[LEAPSECS] alternative to smearing

Zefram zefram at fysh.org
Mon Jan 9 17:38:46 EST 2017


Preben Norager wrote:
>Julian days count solar days.

They count whatever days they are applied to.  Originally that was solar
days, of course.

>julian days somehow count from solar noon, and that is why I wrote the
>julian period count apparent solar days.

That's a misunderstanding.  The Julian Date counts from noon of, again,
whatever days the system is applied to.  Just as the Modified Julian
Date counts from midnight.  The noon and midnight are not necessarily,
or even usually, the noon and midnight of apparent solar time.  They can
equally well be the noon and midnight of mean solar time, and indeed this
usage with various flavours of UT is probably the most common application
of JD and MJD.  When these day count systems are applied to non-solar
time scales, the noon and midnight are then nominal constructs that have
nothing to do with the sun.  It works just as well in all cases.

>                                         Without leap seconds in the civil
>time, then in a very long time-span the number of calendar days not
>nessesarily match the number of solar days.

This is true, and it is reasonable to argue as a result that when using
a non-solar time scale we should not use day labels that were originally
meant for solar days.  In principle, to apply JD or the Gregorian calendar
to TAI is as nonsensical as it would be to apply them to sidereal time,
or to Airy Mean Time (mean solar time on the prime meridian of Mars).
But in practice that decision was made around 1950 with the development
of Ephemeris Time, and baked into horological culture by the subsequent
decades of use.

The hypothetical TI that would succeed UTC as the basis of civil time
occupies a strange status here, which would look a great deal stranger if
we had not had this historical accident with ET.  TI would be essentially
an atomic time scale, with the same nature as TAI, and so by nature one
would think it nonsensical to use solar day labelling with TI.  But for
it to be used as the basis of civil time, from which local timezones are
derived which have a practical need to track the sun, it must necessarily
have a defined correspondence to solar day labelling.  The labelling
would be justified not by the time scale actually tracking solar time,
but by the intent that it be used to derive local time scales tracking
solar time.  This is a relatively unexplored view on one of the familiar
arguments against making such a change to civil time.

>                                            So in a very long time-span the
>number of julian days can no longer be used without cultural bias.

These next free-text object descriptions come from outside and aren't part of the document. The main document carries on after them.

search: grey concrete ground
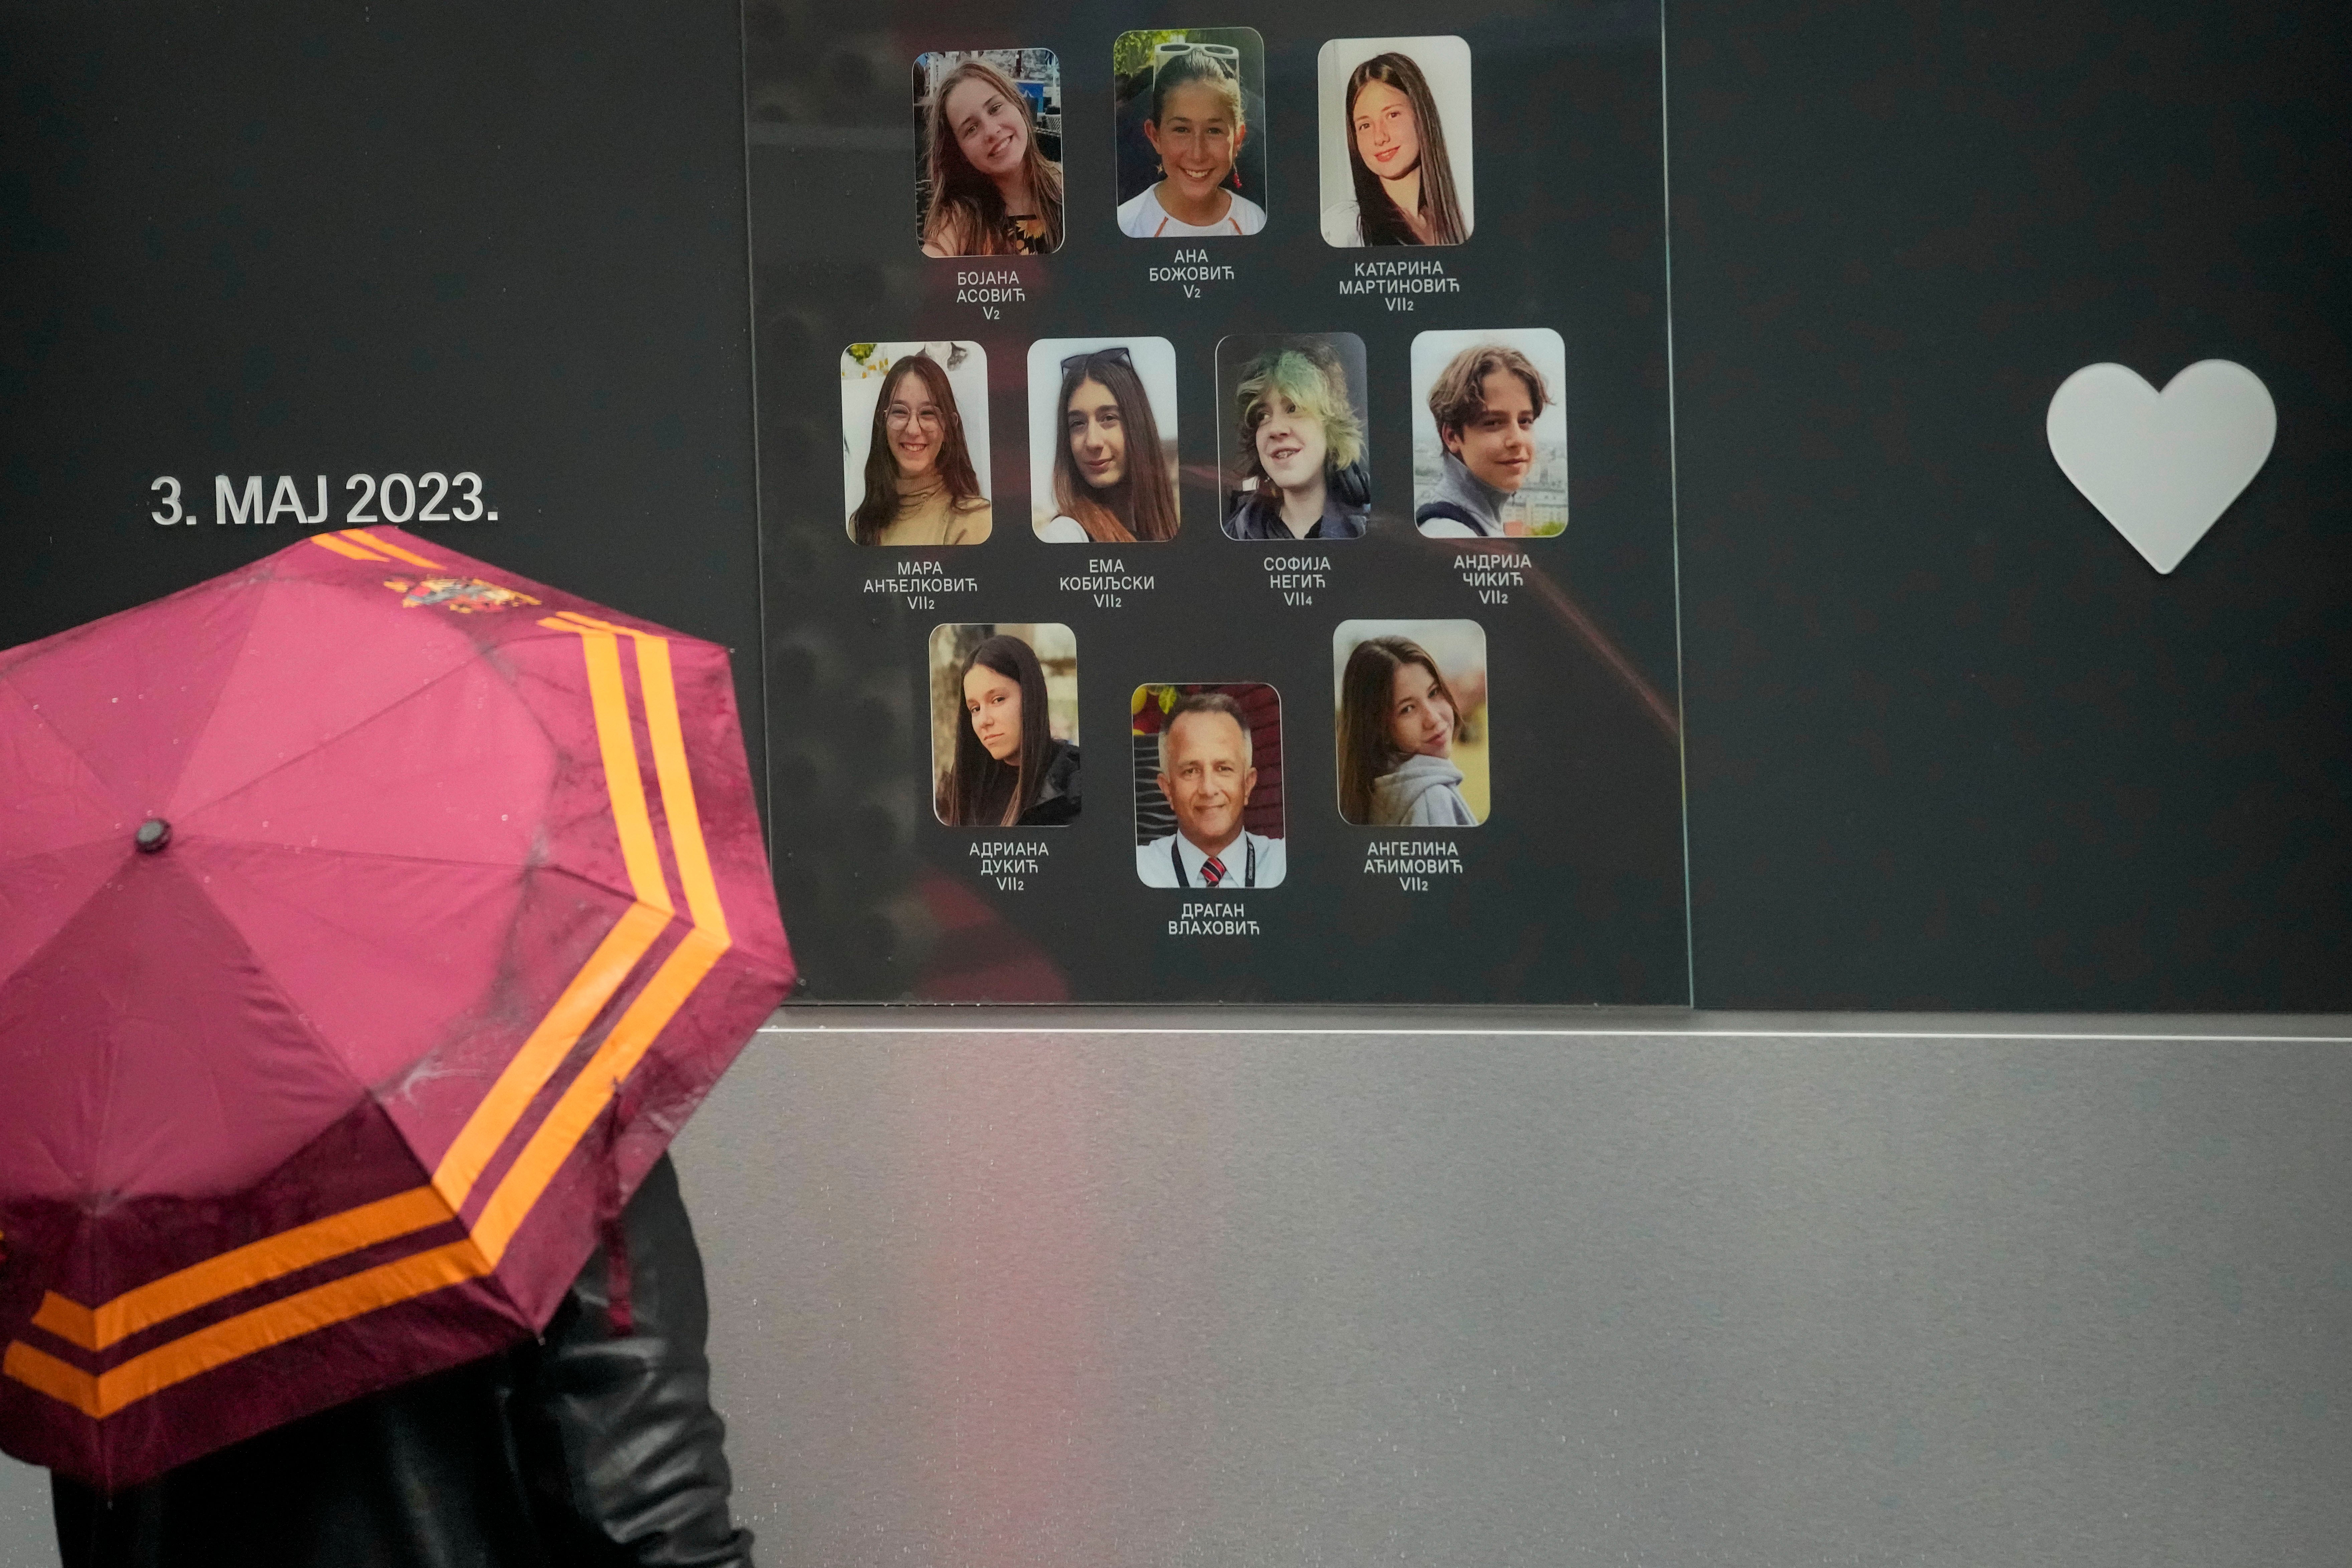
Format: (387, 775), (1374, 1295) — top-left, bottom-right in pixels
(0, 1470), (40, 1568)
(4, 1013), (2347, 1566)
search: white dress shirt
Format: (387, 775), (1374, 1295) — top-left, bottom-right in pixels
(1135, 829), (1286, 889)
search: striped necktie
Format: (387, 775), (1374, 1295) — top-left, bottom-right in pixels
(1200, 855), (1226, 887)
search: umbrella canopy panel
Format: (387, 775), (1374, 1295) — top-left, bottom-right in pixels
(0, 528), (793, 1489)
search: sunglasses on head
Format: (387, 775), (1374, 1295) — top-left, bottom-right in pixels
(1061, 345), (1136, 375)
(1154, 41), (1241, 70)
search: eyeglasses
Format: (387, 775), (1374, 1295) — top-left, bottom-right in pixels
(1153, 41), (1241, 70)
(1061, 345), (1135, 375)
(885, 404), (946, 430)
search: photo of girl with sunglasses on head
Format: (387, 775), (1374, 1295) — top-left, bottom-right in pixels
(1027, 338), (1184, 544)
(840, 342), (992, 547)
(1318, 36), (1474, 248)
(1217, 333), (1371, 541)
(1112, 29), (1267, 238)
(915, 49), (1065, 256)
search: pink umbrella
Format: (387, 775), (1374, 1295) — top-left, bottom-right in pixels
(0, 526), (793, 1489)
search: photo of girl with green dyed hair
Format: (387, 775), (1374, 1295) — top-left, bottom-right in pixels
(1217, 334), (1372, 541)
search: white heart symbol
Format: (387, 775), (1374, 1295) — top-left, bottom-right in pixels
(2045, 360), (2275, 574)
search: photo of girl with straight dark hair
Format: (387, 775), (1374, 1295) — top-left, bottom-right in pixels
(846, 351), (991, 546)
(1336, 634), (1482, 827)
(1319, 42), (1472, 248)
(1035, 345), (1183, 544)
(939, 633), (1081, 828)
(919, 55), (1066, 256)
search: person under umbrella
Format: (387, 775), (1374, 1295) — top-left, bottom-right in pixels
(0, 527), (795, 1563)
(51, 1155), (750, 1566)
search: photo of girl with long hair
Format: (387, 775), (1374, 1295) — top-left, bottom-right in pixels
(931, 623), (1081, 828)
(1334, 620), (1490, 827)
(1113, 29), (1267, 238)
(915, 50), (1065, 256)
(841, 342), (991, 546)
(1218, 334), (1371, 540)
(1317, 37), (1473, 247)
(1027, 338), (1183, 544)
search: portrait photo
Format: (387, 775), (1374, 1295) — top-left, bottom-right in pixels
(913, 48), (1064, 256)
(1132, 683), (1285, 888)
(1332, 620), (1490, 827)
(1317, 35), (1474, 247)
(1216, 332), (1371, 541)
(1410, 328), (1568, 537)
(1112, 28), (1268, 239)
(1026, 336), (1183, 543)
(929, 623), (1081, 829)
(840, 341), (992, 547)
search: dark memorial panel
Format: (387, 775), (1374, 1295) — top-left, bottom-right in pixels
(747, 2), (1689, 1002)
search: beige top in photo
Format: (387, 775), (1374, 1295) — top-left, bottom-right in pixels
(855, 482), (992, 547)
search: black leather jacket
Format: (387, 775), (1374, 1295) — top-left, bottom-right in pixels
(1017, 740), (1081, 827)
(51, 1155), (754, 1568)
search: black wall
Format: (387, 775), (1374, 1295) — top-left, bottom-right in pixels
(0, 2), (766, 782)
(1673, 0), (2352, 1007)
(6, 2), (2348, 1008)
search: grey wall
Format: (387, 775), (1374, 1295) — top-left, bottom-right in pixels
(685, 1014), (2347, 1566)
(2, 1012), (2346, 1565)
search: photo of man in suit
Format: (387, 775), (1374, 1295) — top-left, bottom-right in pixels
(1134, 689), (1286, 888)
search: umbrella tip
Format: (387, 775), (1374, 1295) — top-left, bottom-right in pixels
(135, 818), (172, 854)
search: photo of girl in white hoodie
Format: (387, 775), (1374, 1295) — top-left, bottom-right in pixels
(1334, 621), (1490, 827)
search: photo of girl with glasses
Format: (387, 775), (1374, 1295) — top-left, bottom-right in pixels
(1334, 622), (1491, 827)
(1218, 334), (1371, 540)
(932, 624), (1081, 828)
(841, 343), (992, 546)
(916, 51), (1065, 257)
(1318, 38), (1473, 248)
(1027, 338), (1184, 544)
(1113, 30), (1267, 238)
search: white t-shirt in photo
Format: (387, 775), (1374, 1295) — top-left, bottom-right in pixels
(1118, 185), (1267, 239)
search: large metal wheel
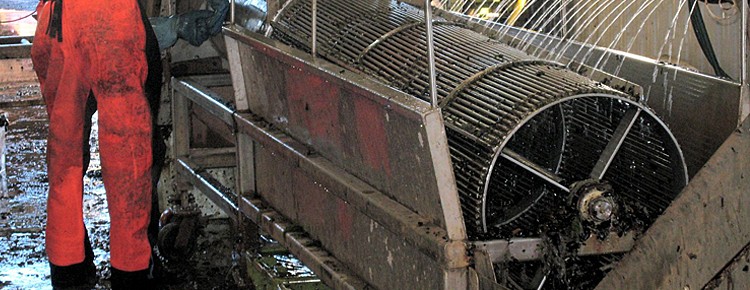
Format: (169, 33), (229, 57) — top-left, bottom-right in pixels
(485, 95), (688, 237)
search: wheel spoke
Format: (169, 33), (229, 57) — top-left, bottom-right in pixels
(501, 148), (569, 193)
(590, 107), (641, 180)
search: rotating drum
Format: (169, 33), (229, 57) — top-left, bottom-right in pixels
(269, 0), (688, 239)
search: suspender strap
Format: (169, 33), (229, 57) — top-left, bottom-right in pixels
(45, 0), (63, 42)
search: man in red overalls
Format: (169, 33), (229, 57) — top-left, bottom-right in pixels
(32, 0), (161, 288)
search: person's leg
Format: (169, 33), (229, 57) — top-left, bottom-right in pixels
(79, 0), (154, 277)
(141, 0), (166, 249)
(48, 95), (98, 289)
(36, 14), (99, 290)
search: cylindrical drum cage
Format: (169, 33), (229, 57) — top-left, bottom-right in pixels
(269, 0), (688, 239)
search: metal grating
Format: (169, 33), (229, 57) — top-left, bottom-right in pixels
(270, 0), (688, 239)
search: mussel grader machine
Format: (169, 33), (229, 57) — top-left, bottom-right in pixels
(167, 0), (750, 289)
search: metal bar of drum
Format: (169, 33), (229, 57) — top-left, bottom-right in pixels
(424, 0), (439, 108)
(500, 148), (569, 192)
(590, 107), (641, 180)
(230, 0), (235, 25)
(311, 0), (317, 56)
(743, 0), (748, 111)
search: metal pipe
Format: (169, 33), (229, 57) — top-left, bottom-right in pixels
(312, 0), (318, 57)
(742, 0), (749, 121)
(230, 0), (235, 25)
(424, 0), (439, 108)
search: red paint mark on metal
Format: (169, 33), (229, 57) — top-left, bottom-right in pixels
(354, 98), (392, 176)
(286, 68), (341, 147)
(337, 199), (353, 240)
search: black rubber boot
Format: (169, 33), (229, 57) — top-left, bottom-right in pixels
(110, 267), (157, 290)
(50, 233), (97, 290)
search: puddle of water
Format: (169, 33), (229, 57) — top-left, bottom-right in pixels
(0, 83), (52, 289)
(0, 233), (51, 290)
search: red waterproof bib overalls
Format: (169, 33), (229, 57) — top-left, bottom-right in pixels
(32, 0), (154, 272)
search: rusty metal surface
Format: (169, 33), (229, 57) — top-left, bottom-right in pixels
(223, 27), (466, 241)
(230, 99), (469, 290)
(595, 117), (750, 290)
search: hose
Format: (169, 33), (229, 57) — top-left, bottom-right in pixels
(687, 0), (731, 78)
(0, 11), (35, 24)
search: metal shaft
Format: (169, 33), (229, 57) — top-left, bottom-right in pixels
(230, 0), (235, 24)
(312, 0), (318, 56)
(425, 0), (439, 108)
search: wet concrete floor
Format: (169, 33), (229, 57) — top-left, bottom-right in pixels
(0, 82), (244, 289)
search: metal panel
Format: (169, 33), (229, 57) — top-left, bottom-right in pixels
(173, 73), (470, 288)
(232, 112), (469, 269)
(253, 144), (457, 290)
(254, 145), (299, 220)
(227, 109), (470, 289)
(595, 116), (750, 290)
(223, 28), (466, 241)
(565, 1), (744, 79)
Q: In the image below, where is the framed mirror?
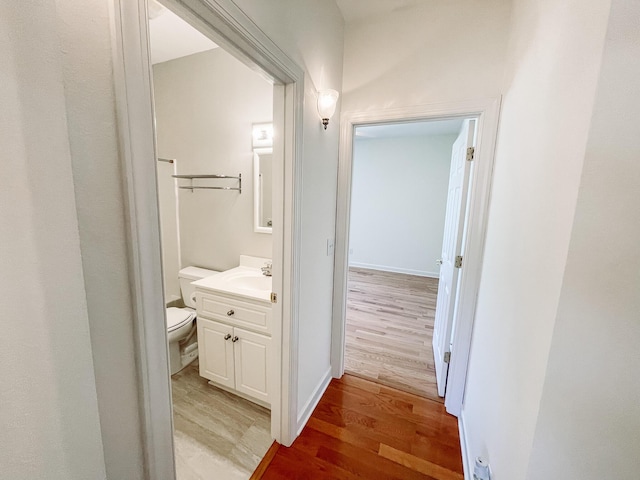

What do you mean by "cultural bias" here?  Are you just suggesting that
TAI, by its artificiality, is an example of cultural bias, whereas UT
is natural and independent of culture?

>                                                                   And when
>julian days can no longer be used without cultural bias the scientific
>community will have to choose between julian days and the gregorian
>calendar.

This doesn't follow at all.  The problems, such as they are, in applying
solar day labels to TAI's nominal days happen equally for all types
of solar day label.  Julian Dates and the Gregorian calendar were both
originally used for solar days, and are now both used for non-solar time
scales as well.  They are pretty interchangeable for these purposes.
What relevant distinction do you see between them?

>                                                       I think the only
>choice will be the gregorian calendar, because that calendar is the only
>one in universal use.

It certainly has a dominant position, used by most cultures worldwide.
The network effect argues strongly in favour of it being used for civil
purposes everywhere.  But that doesn't extinguish choice.

Your argument here for the civil and scientific use of the Gregorian
calendar doesn't seem to have anything to do with the choice of underlying
time scale.  The Gregorian calendar is dominant *now* in civil use.
It tends to be used for scientific purposes too, except in situations
such as those seen in astronomy where a linear count of days (such as JD)
is more convenient for computation.  How would a transition from UTC to
TI make any difference to these pressures?  How would it even require
a reconsideration of day labelling choices already made?